Who is the 1%?
Glad to see the Economist focus on the actual makeup of the 1% in America by wealth and income and find that it's the financial sector. While CEOs are often targetted in the press, the game has moved on:
Steve Kaplan of the University of Chicago thinks finance explains much of the rise in inequality. Updating a series developed by Thomas Piketty and Emmanuel Saez, Mr Kaplan notes that the share of income going to the 1% reached an 80-year high of 23.5% in 2007, only to sink to 17.6% in 2009 as the financial markets deflated (see chart). The trend is even more pronounced for the top 0.1%, whose share of total income rose to 12.3% in 2007 but sank to a still disproportionate 8.1% in 2009.

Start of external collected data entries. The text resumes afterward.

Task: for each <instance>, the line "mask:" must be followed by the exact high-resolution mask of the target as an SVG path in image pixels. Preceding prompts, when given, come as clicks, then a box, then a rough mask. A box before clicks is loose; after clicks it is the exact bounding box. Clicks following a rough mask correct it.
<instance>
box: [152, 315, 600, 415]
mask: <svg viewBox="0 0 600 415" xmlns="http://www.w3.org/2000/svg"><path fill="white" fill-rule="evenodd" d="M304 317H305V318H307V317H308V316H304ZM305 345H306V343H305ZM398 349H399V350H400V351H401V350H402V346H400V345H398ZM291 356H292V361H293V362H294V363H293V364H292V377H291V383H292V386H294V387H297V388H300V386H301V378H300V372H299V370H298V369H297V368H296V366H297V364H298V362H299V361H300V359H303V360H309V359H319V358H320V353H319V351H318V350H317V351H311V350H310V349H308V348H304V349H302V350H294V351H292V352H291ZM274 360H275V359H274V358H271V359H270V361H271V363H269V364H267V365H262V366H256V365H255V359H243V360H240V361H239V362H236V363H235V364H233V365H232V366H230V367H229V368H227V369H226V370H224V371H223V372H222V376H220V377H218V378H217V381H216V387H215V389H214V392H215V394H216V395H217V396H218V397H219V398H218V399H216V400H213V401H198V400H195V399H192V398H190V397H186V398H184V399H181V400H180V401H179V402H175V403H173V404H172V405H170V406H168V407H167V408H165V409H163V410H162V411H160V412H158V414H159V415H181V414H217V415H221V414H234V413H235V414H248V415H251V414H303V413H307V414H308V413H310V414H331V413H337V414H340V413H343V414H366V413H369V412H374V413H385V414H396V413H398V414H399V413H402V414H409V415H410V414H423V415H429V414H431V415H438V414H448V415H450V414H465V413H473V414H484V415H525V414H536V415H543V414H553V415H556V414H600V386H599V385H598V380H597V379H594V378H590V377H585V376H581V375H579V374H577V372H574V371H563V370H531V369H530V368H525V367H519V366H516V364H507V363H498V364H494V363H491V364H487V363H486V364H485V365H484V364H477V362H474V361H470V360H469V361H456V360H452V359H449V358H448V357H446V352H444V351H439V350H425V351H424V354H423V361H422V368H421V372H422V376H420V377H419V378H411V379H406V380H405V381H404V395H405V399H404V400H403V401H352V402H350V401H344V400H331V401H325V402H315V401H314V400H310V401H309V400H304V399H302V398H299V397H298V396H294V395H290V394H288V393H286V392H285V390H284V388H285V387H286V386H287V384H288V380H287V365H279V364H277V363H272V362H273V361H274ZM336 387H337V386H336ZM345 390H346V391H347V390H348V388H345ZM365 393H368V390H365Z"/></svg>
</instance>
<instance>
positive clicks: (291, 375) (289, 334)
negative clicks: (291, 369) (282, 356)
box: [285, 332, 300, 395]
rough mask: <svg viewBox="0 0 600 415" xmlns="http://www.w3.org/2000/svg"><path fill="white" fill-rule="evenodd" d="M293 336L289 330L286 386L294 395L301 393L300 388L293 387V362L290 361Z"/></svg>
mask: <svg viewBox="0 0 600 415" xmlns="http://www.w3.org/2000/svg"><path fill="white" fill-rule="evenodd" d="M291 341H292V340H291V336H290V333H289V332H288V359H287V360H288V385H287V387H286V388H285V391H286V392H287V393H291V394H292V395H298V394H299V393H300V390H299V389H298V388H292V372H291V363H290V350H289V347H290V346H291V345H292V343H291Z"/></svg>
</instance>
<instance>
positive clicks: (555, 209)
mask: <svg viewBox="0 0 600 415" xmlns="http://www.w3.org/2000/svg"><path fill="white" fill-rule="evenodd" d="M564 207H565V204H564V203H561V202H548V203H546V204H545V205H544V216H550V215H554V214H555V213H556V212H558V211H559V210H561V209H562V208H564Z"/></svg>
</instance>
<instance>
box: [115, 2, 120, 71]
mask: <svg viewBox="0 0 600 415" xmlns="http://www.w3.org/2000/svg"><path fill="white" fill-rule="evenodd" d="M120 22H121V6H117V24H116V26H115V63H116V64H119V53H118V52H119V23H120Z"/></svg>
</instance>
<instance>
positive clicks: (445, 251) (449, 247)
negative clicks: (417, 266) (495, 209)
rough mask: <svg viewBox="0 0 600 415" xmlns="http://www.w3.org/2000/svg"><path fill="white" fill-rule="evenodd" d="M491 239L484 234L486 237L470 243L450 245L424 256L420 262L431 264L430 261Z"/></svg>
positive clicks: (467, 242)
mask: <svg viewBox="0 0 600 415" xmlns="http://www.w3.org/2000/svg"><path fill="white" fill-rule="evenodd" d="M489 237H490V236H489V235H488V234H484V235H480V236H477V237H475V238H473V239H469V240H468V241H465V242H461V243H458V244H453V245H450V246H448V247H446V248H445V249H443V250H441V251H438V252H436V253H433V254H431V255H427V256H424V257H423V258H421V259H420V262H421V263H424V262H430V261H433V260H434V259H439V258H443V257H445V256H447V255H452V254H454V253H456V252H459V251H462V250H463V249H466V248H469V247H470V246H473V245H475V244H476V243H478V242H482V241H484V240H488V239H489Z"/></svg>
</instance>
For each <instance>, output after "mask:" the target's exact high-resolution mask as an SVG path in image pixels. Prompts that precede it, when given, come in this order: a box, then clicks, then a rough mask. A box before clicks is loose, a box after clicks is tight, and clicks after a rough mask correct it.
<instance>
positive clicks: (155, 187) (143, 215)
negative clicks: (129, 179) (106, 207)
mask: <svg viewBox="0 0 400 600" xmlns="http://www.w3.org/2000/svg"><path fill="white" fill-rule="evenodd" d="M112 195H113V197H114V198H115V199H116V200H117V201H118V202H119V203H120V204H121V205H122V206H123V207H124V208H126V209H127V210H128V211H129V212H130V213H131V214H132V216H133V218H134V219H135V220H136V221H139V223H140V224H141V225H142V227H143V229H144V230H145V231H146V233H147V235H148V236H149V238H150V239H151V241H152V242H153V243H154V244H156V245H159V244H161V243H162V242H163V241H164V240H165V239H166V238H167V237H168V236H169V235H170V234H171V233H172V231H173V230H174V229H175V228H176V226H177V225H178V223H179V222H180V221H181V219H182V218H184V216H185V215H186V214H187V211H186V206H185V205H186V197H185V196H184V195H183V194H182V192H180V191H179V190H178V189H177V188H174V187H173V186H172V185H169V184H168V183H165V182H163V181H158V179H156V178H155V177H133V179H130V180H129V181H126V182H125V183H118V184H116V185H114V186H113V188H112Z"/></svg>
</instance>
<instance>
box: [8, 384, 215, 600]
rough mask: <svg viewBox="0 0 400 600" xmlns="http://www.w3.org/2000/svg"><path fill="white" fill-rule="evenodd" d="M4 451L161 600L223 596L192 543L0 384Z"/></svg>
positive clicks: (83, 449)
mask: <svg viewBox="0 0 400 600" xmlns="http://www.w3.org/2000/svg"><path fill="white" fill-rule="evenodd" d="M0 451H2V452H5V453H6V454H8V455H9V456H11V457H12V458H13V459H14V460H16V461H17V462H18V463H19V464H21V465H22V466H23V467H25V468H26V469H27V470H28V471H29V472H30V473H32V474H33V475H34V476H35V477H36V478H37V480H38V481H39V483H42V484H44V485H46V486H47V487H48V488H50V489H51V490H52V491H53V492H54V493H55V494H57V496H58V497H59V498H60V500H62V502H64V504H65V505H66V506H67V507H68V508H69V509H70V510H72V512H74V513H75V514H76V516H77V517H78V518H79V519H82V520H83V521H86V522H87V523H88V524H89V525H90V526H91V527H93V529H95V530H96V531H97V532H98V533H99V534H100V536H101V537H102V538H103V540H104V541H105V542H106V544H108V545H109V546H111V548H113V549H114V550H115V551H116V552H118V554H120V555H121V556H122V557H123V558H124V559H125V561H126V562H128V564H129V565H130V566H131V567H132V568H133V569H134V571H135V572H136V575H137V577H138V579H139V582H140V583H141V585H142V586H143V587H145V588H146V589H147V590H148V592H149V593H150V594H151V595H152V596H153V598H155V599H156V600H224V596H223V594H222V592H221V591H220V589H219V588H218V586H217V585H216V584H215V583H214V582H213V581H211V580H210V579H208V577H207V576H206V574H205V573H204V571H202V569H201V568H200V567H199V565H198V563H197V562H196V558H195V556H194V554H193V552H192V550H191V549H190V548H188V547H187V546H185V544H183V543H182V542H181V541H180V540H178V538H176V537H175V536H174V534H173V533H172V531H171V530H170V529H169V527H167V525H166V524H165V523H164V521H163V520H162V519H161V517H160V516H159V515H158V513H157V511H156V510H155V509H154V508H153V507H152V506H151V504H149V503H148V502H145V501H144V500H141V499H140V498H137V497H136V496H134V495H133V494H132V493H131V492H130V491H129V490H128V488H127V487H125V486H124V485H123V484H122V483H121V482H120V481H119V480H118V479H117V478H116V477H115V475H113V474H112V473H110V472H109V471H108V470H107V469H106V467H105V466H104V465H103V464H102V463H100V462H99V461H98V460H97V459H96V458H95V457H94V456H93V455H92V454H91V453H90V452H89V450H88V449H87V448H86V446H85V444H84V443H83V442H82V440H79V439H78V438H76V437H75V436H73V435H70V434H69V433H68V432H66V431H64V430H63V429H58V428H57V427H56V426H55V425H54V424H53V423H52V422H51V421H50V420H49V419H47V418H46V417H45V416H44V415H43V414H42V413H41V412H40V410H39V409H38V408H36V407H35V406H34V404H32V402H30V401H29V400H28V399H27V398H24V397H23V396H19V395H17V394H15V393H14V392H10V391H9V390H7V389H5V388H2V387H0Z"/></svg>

Mr Kaplan and Joshua Rauh of Northwestern University note that investment bankers, corporate lawyers, hedge-fund and private-equity managers have displaced corporate executives at the top of the income ladder. In 2009 the richest 25 hedge-fund investors earned more than $25 billion, roughly six times as much as all the chief executives of companies in the S&P 500 stock index combined.Within the 1% then are three groups -- well paid professionals (doctors, lawyers), business people, and finance folks (including a subset of Wall Street oriented lawyers). The top end of the 1% is very skewed towards finance.